The long-awaited results of the 2016 Justice Index were released at the end of May. The National Center for Access to Justice (NCAJ) at Cardozo Law School paints a picture of overall accessibility to the U.S. population in its Justice Index by analyzing data on four major barriers to American justice systems: attorneys available to the poor, assistance available to self-represented litigants, language assistance, and disability assistance. NCAJ collected and analyzed data from every U.S. state and, starting this year, from Puerto Rico. NCAJ hopes that clear, comprehensive and transparent data on the state of access to justice in America will serve as a tool for awareness and accountability and will be used to strengthen best practices for ensuing access to justice systems. Visitors to the Justice Index website can see resource availability and gaps of the most vulnerable populations by viewing interactive maps and graphs.
How is the country performing when it comes to access to justice and where does Maryland stand in comparison to other states? On a 100-point scale, Maryland rose from 20th place in 2014, with a composite score of 56.4, to 4th place this year, with a composite score of 60.38.
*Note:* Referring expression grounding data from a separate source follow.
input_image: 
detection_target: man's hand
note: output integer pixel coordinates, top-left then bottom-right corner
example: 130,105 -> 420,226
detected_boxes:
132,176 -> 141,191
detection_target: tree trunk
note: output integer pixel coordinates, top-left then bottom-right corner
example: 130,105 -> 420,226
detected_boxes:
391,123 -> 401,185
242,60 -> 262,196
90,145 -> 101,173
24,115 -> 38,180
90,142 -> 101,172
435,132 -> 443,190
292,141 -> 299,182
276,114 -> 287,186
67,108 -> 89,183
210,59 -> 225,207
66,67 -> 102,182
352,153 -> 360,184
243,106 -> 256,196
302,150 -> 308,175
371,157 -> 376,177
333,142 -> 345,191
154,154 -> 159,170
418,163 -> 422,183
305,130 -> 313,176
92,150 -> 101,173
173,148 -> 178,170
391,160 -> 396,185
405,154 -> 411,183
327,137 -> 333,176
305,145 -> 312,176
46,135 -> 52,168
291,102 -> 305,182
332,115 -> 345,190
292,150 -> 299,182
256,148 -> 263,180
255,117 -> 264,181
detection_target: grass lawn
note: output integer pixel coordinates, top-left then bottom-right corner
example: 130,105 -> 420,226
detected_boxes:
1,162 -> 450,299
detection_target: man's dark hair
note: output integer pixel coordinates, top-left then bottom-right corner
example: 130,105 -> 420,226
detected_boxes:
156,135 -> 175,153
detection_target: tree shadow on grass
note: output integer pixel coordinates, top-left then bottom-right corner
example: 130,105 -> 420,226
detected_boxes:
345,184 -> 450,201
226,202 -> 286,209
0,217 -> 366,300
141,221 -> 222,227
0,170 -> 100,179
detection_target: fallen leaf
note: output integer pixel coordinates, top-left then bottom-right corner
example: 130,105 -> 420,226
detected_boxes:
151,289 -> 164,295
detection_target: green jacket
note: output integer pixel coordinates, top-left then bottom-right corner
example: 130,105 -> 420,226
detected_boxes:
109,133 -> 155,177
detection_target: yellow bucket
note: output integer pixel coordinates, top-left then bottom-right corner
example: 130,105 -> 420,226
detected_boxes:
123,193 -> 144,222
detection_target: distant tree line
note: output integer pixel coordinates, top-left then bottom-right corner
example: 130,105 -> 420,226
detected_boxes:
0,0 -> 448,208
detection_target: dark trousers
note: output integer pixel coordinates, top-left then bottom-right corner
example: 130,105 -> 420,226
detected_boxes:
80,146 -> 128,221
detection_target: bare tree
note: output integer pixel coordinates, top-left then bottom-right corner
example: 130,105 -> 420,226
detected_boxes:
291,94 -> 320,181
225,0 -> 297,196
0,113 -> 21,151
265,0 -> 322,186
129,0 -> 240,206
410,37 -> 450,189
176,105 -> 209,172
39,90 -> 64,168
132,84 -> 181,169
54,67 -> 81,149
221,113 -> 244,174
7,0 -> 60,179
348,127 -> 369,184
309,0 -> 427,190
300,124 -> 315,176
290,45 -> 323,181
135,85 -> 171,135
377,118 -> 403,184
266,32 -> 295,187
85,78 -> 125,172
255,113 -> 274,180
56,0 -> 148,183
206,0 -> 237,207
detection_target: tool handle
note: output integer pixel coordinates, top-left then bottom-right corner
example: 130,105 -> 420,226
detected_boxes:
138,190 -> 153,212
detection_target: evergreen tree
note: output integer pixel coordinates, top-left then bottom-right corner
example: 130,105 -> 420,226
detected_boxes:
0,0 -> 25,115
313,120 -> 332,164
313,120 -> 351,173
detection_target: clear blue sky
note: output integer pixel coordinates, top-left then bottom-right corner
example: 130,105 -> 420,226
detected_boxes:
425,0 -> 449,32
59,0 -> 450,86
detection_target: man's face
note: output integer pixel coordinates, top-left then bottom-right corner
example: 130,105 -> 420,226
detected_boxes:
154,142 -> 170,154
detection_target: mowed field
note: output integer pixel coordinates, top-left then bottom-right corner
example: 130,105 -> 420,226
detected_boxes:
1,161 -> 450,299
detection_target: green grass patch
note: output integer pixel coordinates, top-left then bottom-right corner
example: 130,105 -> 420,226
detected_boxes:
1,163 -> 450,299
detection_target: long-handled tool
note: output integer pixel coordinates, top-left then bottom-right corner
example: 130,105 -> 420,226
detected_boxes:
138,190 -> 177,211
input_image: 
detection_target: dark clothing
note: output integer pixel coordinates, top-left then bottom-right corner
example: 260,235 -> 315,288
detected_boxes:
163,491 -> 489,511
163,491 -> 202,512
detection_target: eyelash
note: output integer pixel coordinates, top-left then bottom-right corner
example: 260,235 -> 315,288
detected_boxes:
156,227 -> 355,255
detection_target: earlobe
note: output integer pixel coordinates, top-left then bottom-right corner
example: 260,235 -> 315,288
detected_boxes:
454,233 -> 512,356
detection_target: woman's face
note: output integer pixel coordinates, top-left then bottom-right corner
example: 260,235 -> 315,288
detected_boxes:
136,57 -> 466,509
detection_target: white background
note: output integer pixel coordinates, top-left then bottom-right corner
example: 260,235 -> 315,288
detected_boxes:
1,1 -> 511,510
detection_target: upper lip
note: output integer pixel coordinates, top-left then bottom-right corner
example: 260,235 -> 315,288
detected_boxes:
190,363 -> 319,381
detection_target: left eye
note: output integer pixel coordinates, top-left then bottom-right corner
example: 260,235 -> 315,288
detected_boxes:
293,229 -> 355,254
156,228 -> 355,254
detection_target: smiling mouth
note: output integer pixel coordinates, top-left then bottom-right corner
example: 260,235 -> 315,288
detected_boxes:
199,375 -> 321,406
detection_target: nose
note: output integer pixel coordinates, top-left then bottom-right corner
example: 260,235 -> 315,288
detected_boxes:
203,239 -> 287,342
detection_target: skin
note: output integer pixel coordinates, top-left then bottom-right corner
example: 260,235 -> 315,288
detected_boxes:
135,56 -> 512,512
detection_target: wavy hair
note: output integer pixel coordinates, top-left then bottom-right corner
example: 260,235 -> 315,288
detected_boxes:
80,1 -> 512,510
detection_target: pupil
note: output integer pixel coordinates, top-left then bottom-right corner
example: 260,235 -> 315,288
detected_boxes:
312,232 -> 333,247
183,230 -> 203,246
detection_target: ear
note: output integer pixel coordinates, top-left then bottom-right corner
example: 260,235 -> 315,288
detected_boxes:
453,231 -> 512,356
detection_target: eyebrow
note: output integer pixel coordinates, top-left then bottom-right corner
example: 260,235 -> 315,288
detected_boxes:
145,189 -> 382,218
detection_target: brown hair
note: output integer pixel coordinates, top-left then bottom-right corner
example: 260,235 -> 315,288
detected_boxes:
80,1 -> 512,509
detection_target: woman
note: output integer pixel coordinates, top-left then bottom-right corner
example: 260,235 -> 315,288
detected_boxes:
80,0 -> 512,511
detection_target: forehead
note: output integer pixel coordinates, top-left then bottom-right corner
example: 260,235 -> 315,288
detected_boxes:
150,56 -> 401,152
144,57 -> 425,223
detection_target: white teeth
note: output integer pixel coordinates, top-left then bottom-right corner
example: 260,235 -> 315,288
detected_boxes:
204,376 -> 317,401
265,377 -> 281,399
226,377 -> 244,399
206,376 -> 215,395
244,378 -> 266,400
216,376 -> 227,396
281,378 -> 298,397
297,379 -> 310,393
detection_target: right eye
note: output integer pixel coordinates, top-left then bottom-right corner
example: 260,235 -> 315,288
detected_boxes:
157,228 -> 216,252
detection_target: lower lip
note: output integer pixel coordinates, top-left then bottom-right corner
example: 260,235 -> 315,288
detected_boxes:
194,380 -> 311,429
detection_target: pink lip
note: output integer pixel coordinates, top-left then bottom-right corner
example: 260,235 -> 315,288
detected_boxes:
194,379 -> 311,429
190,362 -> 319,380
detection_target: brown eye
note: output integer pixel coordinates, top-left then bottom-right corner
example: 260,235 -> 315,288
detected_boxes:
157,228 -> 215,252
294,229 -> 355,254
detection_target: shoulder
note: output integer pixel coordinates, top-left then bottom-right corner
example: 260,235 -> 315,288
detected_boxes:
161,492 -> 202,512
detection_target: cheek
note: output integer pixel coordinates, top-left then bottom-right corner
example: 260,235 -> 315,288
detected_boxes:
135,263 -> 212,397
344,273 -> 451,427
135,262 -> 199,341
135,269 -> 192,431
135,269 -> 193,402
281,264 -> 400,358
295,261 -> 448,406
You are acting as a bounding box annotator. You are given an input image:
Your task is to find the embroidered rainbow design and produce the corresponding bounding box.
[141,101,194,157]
With regard to the four individual categories that average into the composite score, Maryland ranks 3rd in providing attorneys available to the poor. Yet, a closer look at the numbers illustrates that there are not enough lawyers for the poor. Nationally there are approximately 40 attorneys for every 10,000 people compared to only 14 attorneys for every 10,000 people living in poverty. In Maryland, there are approximately 40 attorneys for every 10,000 people compared to a mere 1.49 attorneys for every 10,000 people living in poverty. The Anne Arundel County Public Law Library (AACPLL) helps self-represented individuals by hosting a daily Family Law Self-Help Center staffed by Maryland Legal Aid attorneys and a Wednesday Lawyer in the Library program for other civil law concerns.
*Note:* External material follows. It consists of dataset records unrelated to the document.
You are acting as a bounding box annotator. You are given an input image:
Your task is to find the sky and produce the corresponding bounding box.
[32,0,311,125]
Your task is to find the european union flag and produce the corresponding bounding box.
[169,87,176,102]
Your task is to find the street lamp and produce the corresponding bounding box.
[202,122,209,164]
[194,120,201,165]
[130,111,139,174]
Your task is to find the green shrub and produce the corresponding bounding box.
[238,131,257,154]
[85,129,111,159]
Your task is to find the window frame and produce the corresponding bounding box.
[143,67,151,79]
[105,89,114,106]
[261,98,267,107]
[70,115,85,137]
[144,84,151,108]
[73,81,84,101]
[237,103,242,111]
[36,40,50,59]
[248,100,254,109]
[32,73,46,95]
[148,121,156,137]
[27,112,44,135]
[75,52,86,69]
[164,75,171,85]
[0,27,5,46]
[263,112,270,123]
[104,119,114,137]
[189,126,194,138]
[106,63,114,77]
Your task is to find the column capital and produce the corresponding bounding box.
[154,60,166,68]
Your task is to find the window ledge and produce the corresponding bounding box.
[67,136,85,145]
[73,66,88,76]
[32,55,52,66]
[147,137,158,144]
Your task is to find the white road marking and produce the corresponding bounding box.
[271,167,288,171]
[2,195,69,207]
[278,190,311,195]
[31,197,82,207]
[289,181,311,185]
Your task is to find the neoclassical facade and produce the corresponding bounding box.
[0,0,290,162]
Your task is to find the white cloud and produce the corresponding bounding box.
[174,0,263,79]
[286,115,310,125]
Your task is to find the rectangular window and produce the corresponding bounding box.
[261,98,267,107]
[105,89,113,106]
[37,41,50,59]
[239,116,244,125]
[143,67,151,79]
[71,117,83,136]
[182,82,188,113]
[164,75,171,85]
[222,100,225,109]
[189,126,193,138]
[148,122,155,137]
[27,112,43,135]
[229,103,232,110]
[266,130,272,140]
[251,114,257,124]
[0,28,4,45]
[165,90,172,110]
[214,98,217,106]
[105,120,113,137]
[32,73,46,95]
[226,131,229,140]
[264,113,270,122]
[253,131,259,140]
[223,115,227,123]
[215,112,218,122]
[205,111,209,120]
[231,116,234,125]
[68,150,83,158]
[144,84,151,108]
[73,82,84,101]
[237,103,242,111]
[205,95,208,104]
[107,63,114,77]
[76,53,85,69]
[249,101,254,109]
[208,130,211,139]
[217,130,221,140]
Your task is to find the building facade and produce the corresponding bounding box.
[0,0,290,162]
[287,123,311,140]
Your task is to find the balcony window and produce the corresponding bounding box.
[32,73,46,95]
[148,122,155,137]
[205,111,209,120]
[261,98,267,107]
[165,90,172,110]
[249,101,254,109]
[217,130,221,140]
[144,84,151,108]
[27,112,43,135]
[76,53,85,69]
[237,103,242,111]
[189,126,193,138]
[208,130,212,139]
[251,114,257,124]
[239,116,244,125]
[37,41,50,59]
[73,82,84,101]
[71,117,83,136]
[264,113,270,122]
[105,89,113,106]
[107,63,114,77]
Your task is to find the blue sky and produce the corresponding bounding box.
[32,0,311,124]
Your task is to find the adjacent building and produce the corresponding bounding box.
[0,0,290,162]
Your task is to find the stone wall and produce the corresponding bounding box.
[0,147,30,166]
Maryland ranks 8th in best practices for self-represented litigants with a score of 67.50. It appears that Maryland misses the mark on providing plain English resources, foreclosure assistance, and electronic filing. However, e-filing has recently been introduced to Maryland courts. AACPLL provides many self-help resources and forms for self-represented litigants.
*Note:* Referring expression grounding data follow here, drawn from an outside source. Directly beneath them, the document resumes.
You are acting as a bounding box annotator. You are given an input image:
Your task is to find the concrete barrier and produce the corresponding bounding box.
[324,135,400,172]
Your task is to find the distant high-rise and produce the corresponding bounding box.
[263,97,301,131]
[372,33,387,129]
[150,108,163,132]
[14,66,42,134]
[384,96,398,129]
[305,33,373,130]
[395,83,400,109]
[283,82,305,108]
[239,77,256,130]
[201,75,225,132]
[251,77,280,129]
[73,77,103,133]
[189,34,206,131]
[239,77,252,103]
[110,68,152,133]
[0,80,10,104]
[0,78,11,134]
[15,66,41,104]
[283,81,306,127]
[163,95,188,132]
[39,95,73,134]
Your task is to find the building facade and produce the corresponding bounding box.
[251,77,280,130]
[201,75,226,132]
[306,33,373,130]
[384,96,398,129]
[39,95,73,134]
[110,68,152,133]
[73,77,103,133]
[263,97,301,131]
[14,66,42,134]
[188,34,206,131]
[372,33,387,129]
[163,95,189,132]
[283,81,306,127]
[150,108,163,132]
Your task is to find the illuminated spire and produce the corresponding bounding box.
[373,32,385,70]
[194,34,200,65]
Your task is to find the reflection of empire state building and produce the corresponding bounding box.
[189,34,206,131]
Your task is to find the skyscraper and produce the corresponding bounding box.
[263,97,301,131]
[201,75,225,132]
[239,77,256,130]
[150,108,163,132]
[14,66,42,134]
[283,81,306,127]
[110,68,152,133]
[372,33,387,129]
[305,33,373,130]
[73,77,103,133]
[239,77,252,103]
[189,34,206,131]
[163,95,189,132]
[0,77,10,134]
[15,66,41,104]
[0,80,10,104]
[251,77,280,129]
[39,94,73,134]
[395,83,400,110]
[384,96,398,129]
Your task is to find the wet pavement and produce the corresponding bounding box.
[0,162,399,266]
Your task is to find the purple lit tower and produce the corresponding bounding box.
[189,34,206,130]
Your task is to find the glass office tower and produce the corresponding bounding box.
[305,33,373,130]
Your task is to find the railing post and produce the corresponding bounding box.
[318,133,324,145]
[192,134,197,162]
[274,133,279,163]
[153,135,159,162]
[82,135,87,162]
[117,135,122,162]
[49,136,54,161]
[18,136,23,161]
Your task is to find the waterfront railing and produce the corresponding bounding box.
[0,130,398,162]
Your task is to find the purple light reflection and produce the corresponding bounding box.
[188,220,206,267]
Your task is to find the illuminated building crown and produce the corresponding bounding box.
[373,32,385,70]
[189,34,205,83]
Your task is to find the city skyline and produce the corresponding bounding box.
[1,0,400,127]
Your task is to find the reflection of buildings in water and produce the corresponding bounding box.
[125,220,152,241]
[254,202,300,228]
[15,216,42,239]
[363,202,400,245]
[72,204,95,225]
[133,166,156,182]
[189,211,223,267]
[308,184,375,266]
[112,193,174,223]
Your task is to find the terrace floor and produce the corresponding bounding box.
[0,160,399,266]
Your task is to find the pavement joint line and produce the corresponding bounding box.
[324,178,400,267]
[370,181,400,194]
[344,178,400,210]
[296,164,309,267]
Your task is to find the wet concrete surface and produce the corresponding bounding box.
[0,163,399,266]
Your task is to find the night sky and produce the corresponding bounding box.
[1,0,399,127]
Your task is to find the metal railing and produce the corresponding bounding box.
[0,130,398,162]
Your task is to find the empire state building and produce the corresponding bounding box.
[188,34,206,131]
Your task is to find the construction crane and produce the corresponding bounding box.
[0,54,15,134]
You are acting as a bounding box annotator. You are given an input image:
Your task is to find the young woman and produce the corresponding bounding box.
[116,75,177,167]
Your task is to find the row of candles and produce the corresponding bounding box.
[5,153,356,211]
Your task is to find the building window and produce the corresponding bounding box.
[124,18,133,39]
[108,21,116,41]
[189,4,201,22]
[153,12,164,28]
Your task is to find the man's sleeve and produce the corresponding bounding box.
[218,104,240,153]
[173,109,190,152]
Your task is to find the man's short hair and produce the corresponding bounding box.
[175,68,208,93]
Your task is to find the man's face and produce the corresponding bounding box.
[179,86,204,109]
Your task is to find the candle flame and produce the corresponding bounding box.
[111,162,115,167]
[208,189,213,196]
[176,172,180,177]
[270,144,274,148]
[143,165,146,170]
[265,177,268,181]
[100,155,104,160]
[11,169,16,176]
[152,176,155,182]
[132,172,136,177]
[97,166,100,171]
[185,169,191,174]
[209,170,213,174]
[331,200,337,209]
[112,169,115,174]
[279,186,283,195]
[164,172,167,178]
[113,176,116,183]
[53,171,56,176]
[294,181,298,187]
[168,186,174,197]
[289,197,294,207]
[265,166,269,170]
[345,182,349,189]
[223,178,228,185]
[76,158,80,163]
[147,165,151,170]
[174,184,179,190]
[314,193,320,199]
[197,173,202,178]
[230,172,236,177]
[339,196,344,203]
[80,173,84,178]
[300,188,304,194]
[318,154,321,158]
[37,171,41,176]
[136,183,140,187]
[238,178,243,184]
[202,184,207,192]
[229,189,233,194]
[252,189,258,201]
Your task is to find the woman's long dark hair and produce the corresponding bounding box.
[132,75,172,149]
There are over 25 million people with limited proficiency in English in the U.S.. Maryland ranks 7th in helping this population, scoring 73.03 for providing free and certified translators for various family law and housing law hearings. A disparity continues to exist in providing interpreters at Maryland self-help centers and translations on Maryland judiciary websites. At AACPLL, self-help centers access telephone interpreters through Language Line.
Maryland, tied with Minnesota and Missouri, places 2nd, with a score of 86.11, in providing reasonable accommodation and counsel to assure people with disabilities a fair opportunity to be heard. Still, there are no dedicated court employees with mental health training and no certification requirements for sign language interpreters.